American pornographic film actress and activist (born 1984/1985)

Siouxsie Q (born )is an American journalist, pornographic film actress, and sex workers' rights activist who identifies herself as a feminist and sex worker. She is a podcaster, singer/songwriter and playwright as well as a widely read columnist with SF Weekly.

== Career ==
In 2010, Siouxsie Q quit her retail job and began dancing full-time at the Lusty Lady, a unionized peep show in San Francisco. Shortly after, she began her career as a sex worker while living in Inner Richmond, commuting to an apartment in the East Bay to conduct business.

Initially using the Internet primarily as a marketing tool, Siouxsie Q has stated that podcasts have "really transformed how I do business". By 2012, she had settled into her career and, at the urging of her boyfriend, began a regular, biweekly podcast as a way to speak out against California's Proposition 35 and Los Angeles' Measure B. Originally called, "This American Whore", the podcast's name was eventually changed to "The WhoreCast" after a dispute with This American Life, the public radio program. After the passing of Proposition 35, the podcast was expanded to cover a broad range of topics such as transgender issues, sexuality, sex workers' rights, politics and pornography.

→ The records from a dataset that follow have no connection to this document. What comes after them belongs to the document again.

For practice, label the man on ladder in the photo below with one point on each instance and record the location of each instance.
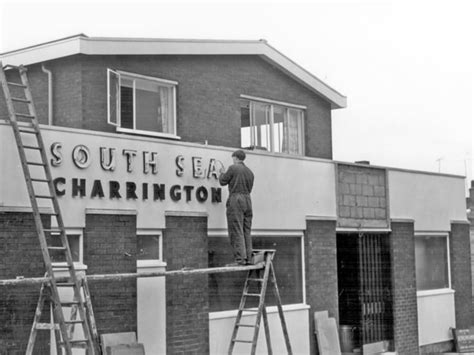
(239, 179)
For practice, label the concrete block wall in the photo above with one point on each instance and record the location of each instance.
(110, 247)
(460, 252)
(208, 94)
(405, 311)
(321, 271)
(20, 255)
(362, 199)
(187, 301)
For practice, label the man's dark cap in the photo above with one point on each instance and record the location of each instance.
(239, 154)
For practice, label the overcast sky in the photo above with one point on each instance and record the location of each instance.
(406, 67)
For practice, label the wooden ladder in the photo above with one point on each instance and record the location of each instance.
(53, 241)
(256, 281)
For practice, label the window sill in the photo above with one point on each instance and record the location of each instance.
(437, 292)
(150, 264)
(271, 309)
(148, 133)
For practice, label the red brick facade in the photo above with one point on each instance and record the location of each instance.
(321, 270)
(405, 311)
(187, 302)
(20, 255)
(110, 245)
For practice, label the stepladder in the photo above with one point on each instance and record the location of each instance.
(65, 295)
(252, 309)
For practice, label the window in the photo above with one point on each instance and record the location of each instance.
(75, 241)
(432, 262)
(141, 104)
(272, 126)
(149, 245)
(225, 290)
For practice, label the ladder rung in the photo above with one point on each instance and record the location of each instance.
(74, 321)
(65, 284)
(46, 326)
(31, 147)
(27, 131)
(242, 341)
(25, 115)
(57, 248)
(17, 99)
(69, 303)
(35, 163)
(16, 84)
(245, 325)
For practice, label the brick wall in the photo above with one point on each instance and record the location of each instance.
(207, 95)
(362, 200)
(321, 270)
(20, 255)
(405, 311)
(107, 240)
(460, 252)
(187, 304)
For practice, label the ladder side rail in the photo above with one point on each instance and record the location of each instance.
(58, 215)
(261, 303)
(267, 331)
(280, 312)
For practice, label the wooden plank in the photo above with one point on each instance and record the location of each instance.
(125, 276)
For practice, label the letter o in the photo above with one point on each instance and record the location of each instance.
(201, 194)
(81, 156)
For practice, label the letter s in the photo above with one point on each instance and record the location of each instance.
(56, 153)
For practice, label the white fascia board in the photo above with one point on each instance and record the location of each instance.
(136, 46)
(42, 53)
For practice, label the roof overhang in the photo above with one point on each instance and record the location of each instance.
(81, 44)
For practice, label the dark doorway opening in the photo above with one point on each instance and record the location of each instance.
(365, 287)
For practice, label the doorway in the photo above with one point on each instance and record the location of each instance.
(365, 287)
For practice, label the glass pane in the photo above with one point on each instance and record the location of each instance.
(295, 131)
(260, 118)
(148, 247)
(245, 130)
(280, 130)
(126, 103)
(431, 261)
(225, 290)
(113, 85)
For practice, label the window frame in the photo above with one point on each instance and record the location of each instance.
(133, 77)
(435, 291)
(80, 233)
(286, 106)
(151, 262)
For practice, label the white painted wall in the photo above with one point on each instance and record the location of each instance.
(297, 320)
(431, 200)
(151, 309)
(286, 189)
(435, 316)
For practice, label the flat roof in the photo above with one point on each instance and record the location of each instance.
(82, 44)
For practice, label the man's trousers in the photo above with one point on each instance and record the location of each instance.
(239, 224)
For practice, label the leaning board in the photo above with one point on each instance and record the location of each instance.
(463, 340)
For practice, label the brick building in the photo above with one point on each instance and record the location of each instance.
(136, 131)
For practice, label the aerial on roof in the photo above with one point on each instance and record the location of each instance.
(82, 44)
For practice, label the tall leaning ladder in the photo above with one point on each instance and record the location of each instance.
(256, 287)
(38, 180)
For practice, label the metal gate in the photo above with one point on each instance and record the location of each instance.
(375, 296)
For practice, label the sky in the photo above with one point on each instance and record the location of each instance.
(406, 67)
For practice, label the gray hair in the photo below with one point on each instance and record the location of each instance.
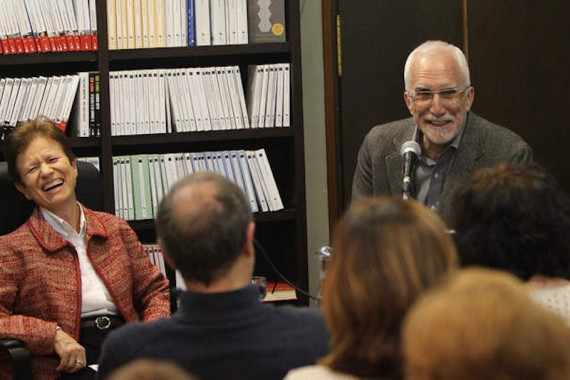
(434, 48)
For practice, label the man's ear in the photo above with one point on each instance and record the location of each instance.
(408, 102)
(167, 258)
(22, 189)
(470, 97)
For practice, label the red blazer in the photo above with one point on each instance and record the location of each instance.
(40, 283)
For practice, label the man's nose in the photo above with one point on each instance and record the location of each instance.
(437, 105)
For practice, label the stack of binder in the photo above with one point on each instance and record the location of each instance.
(142, 180)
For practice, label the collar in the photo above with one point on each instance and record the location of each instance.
(215, 308)
(50, 240)
(62, 227)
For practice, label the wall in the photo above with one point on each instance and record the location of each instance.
(315, 143)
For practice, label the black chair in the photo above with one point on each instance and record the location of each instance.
(16, 209)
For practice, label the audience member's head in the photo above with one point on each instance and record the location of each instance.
(386, 251)
(204, 225)
(482, 324)
(146, 369)
(18, 141)
(514, 218)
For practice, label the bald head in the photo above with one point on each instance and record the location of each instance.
(202, 224)
(436, 48)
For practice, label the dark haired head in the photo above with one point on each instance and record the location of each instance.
(515, 218)
(21, 138)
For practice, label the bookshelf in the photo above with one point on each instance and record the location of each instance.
(283, 233)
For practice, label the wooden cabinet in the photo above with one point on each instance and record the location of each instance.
(283, 233)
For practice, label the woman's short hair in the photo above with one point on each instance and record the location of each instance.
(19, 140)
(483, 324)
(386, 251)
(514, 218)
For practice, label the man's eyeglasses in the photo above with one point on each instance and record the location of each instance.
(447, 94)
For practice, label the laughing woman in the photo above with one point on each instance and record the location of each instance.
(69, 275)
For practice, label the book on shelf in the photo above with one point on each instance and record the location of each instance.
(40, 26)
(22, 99)
(266, 20)
(92, 160)
(142, 180)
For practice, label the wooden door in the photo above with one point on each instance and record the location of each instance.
(377, 37)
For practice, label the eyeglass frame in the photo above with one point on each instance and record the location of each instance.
(456, 93)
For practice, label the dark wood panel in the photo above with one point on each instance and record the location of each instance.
(377, 37)
(520, 62)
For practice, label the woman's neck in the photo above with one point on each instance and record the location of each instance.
(538, 281)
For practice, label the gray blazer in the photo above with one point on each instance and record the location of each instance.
(484, 144)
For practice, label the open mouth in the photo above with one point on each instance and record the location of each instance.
(53, 185)
(438, 123)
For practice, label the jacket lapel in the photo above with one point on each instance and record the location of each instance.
(466, 161)
(394, 160)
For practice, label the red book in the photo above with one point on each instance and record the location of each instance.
(19, 43)
(30, 44)
(44, 43)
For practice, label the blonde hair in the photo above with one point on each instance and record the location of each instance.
(484, 325)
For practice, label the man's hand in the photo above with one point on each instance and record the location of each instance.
(71, 354)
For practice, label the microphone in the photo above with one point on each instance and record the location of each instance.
(410, 151)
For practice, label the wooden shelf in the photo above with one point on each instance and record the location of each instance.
(283, 232)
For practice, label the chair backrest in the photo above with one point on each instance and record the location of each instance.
(15, 209)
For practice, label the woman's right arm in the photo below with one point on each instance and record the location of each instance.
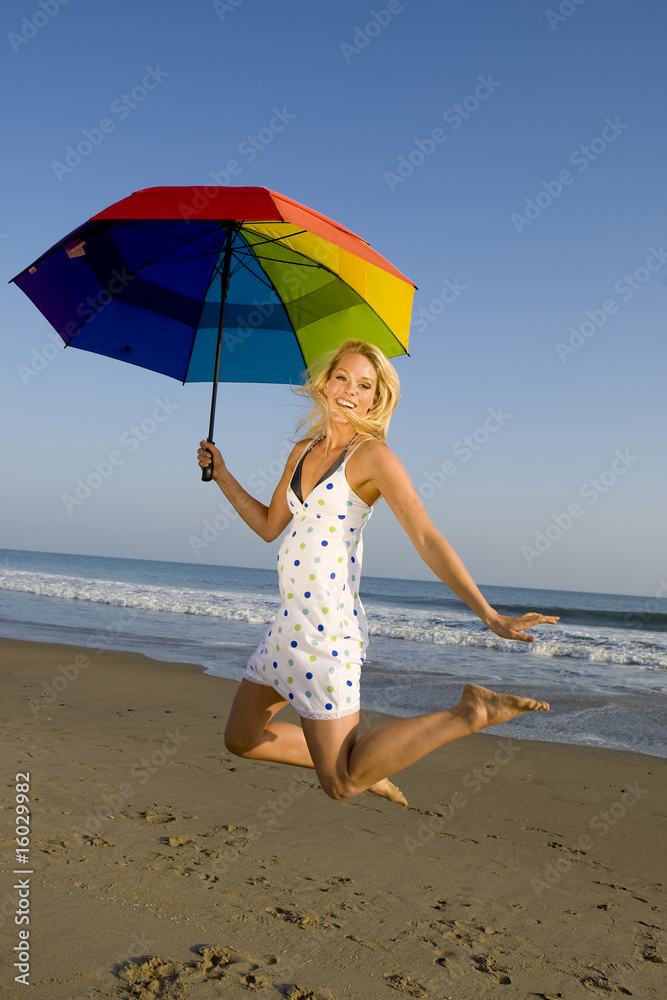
(267, 522)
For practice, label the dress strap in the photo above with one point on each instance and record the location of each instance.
(358, 446)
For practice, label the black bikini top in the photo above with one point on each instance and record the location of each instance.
(296, 478)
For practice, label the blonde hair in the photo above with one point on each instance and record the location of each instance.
(376, 421)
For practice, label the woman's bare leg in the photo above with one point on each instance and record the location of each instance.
(251, 732)
(346, 766)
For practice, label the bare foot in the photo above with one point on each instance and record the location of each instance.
(488, 708)
(388, 790)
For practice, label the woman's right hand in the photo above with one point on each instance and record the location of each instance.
(208, 453)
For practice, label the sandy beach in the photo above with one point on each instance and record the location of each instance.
(160, 866)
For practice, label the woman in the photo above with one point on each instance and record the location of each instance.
(311, 656)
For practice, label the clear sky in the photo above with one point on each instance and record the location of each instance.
(509, 157)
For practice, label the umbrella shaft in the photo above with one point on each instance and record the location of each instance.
(224, 285)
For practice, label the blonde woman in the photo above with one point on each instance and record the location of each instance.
(312, 654)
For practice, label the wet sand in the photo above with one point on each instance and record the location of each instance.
(164, 867)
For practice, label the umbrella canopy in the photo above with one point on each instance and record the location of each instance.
(144, 282)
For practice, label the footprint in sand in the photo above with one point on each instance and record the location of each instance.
(163, 979)
(488, 964)
(406, 985)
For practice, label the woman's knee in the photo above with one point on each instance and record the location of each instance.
(237, 743)
(338, 788)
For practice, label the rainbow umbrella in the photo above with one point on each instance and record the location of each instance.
(218, 284)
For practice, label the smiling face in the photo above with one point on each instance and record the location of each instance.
(351, 388)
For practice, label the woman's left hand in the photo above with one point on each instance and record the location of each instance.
(512, 628)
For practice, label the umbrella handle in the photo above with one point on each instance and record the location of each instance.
(207, 471)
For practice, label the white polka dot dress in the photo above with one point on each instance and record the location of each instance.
(313, 651)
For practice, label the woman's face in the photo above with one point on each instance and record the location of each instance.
(352, 387)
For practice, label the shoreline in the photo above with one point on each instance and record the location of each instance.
(158, 858)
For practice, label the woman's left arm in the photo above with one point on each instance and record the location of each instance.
(384, 470)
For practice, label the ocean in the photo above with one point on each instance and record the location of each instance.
(603, 667)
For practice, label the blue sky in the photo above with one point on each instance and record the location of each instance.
(508, 157)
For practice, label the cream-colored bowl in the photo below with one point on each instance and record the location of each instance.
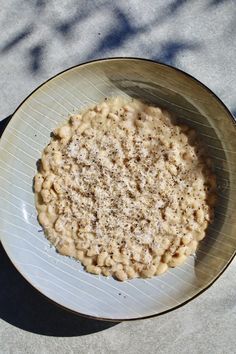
(62, 279)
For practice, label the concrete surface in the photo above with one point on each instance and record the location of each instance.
(42, 37)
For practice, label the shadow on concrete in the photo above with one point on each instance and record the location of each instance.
(16, 39)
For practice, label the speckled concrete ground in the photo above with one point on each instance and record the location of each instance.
(40, 38)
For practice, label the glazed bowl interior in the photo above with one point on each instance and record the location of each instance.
(62, 279)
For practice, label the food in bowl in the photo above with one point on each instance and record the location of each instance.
(125, 190)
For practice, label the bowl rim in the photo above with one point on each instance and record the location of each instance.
(230, 115)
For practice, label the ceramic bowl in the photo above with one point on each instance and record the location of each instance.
(63, 279)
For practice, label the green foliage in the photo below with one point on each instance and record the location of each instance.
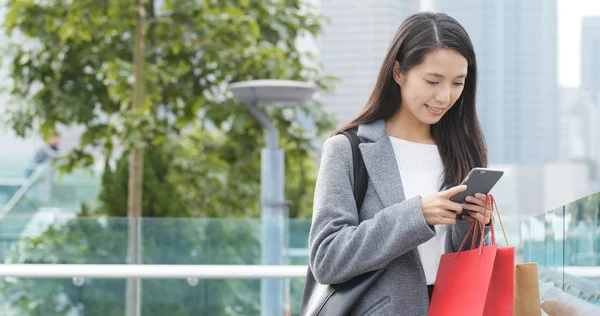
(72, 65)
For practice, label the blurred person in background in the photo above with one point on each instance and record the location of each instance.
(48, 151)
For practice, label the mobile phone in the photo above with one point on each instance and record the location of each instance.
(479, 180)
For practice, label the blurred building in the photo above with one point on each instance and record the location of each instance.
(590, 57)
(353, 46)
(518, 100)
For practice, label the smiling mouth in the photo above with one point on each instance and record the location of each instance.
(435, 109)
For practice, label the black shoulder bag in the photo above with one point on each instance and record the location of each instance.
(338, 299)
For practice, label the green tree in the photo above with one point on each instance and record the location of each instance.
(72, 64)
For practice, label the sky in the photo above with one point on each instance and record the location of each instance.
(570, 13)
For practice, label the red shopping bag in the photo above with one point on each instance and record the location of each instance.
(476, 282)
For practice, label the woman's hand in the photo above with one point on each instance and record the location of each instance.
(477, 209)
(438, 209)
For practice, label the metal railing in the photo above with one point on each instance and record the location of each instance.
(151, 271)
(37, 173)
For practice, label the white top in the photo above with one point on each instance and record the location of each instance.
(421, 169)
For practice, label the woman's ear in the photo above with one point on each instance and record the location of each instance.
(398, 75)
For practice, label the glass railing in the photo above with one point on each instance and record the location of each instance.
(565, 243)
(174, 241)
(49, 189)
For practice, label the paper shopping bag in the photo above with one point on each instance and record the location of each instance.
(475, 282)
(527, 290)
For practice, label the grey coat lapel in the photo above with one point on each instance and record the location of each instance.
(380, 162)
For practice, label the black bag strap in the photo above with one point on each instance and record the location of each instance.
(360, 171)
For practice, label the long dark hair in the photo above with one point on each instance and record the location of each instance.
(458, 134)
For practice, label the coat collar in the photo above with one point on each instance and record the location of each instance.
(380, 161)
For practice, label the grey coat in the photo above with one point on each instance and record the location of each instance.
(385, 233)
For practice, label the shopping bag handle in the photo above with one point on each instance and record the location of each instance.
(475, 226)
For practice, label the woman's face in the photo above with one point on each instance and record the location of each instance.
(431, 88)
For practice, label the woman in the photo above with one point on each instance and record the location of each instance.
(420, 137)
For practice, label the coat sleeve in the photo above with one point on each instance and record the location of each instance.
(341, 247)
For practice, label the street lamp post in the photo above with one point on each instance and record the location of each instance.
(272, 176)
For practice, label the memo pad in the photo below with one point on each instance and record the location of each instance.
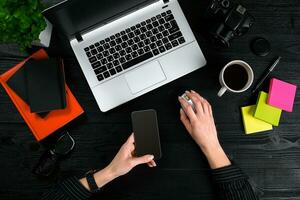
(266, 112)
(282, 95)
(251, 124)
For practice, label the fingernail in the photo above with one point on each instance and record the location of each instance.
(150, 157)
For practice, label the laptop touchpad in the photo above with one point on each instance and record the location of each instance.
(145, 76)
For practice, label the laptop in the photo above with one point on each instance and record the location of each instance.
(127, 48)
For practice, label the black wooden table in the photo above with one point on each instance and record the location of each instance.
(271, 159)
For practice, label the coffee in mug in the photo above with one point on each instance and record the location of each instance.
(237, 76)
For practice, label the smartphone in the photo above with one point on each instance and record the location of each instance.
(146, 133)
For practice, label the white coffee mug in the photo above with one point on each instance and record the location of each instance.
(247, 85)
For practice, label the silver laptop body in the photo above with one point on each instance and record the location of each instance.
(116, 86)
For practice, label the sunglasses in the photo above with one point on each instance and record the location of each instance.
(49, 161)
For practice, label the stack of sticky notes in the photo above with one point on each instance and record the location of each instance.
(267, 111)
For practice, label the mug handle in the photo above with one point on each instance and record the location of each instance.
(222, 91)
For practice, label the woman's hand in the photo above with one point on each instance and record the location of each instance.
(123, 162)
(201, 127)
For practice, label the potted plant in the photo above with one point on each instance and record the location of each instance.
(21, 22)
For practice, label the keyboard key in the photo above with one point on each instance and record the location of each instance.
(88, 54)
(112, 72)
(134, 54)
(118, 40)
(112, 51)
(128, 50)
(135, 47)
(181, 40)
(159, 43)
(113, 43)
(100, 49)
(112, 37)
(116, 55)
(175, 36)
(94, 51)
(141, 44)
(100, 70)
(161, 21)
(162, 49)
(175, 43)
(168, 46)
(130, 42)
(122, 52)
(155, 24)
(131, 35)
(147, 41)
(140, 51)
(165, 33)
(169, 17)
(118, 48)
(153, 46)
(105, 53)
(155, 52)
(119, 69)
(122, 60)
(104, 61)
(99, 56)
(128, 57)
(116, 63)
(106, 46)
(92, 59)
(96, 64)
(109, 65)
(106, 74)
(100, 77)
(147, 48)
(110, 58)
(137, 60)
(173, 29)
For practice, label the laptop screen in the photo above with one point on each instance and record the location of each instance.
(74, 16)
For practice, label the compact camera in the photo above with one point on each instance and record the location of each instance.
(230, 20)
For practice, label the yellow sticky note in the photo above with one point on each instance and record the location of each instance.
(252, 124)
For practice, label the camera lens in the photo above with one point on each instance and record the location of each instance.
(225, 3)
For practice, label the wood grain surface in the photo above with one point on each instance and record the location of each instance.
(271, 159)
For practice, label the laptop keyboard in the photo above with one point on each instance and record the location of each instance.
(134, 45)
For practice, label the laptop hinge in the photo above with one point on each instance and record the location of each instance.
(78, 37)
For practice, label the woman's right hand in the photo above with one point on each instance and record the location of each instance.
(201, 127)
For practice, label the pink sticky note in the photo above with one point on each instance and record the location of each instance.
(282, 94)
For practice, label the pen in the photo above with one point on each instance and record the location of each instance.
(267, 74)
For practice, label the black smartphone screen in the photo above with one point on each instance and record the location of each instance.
(146, 133)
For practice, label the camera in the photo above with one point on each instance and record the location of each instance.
(229, 20)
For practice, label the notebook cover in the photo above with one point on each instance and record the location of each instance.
(43, 79)
(266, 112)
(251, 124)
(282, 95)
(42, 127)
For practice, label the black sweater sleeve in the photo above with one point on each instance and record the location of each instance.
(233, 184)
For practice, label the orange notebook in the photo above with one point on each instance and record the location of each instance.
(42, 127)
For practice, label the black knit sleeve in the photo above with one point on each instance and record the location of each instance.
(70, 189)
(233, 184)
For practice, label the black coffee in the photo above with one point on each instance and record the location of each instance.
(235, 77)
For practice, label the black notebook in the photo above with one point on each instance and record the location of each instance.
(41, 84)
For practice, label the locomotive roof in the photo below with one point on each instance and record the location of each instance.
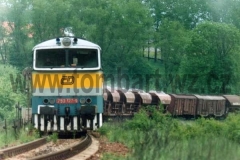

In 2014, she began writing a regular column for SF Weekly in San Francisco in which she discusses the topics of pornography, feminism, sexuality and the sex work industry.

She was jointly nominated for Best All-Girl Group Sex Scene at the 2015 AVN Awards.

== Political views ==
By way of her podcast, "The WhoreCast", Siouxsie Q emerged as an outspoken opponent of Proposition 35, a part of the Californians Against Sexual Exploitation Act. In her broadcasts, she stated that she considered the proposition "a confusing piece of legislation" that too broadly expanded the definition of "trafficking" to include anyone who lived with or derived support from someone who is a prostitute. In response, The WhoreCast was established as "a vehicle to really humanize sex work" and as a way to oppose Proposition 35.
She also utilized the podcast to speak out against Assembly Bill 1576, a bill that would require condoms be worn in all adult films made in California. She described the bill as "part of a multipronged strategy ... to shut down the porn industry in California".
In 2013, she was featured on CNN after organizing an Obamacare registration drive dubbed the "Healthy Ho's Party." The event, designed to encourage sex workers to enroll in newly established insurance exchanges, was declared a success, with nearly 40 attendees filing enrollment paperwork.

== Personal life ==
Siouxsie Q was previously married to fellow podcaster and journalist Jesse James. As of 2024, she is married to American pornographic film actor and film director Michael Vegas. She has described herself as polyamorous.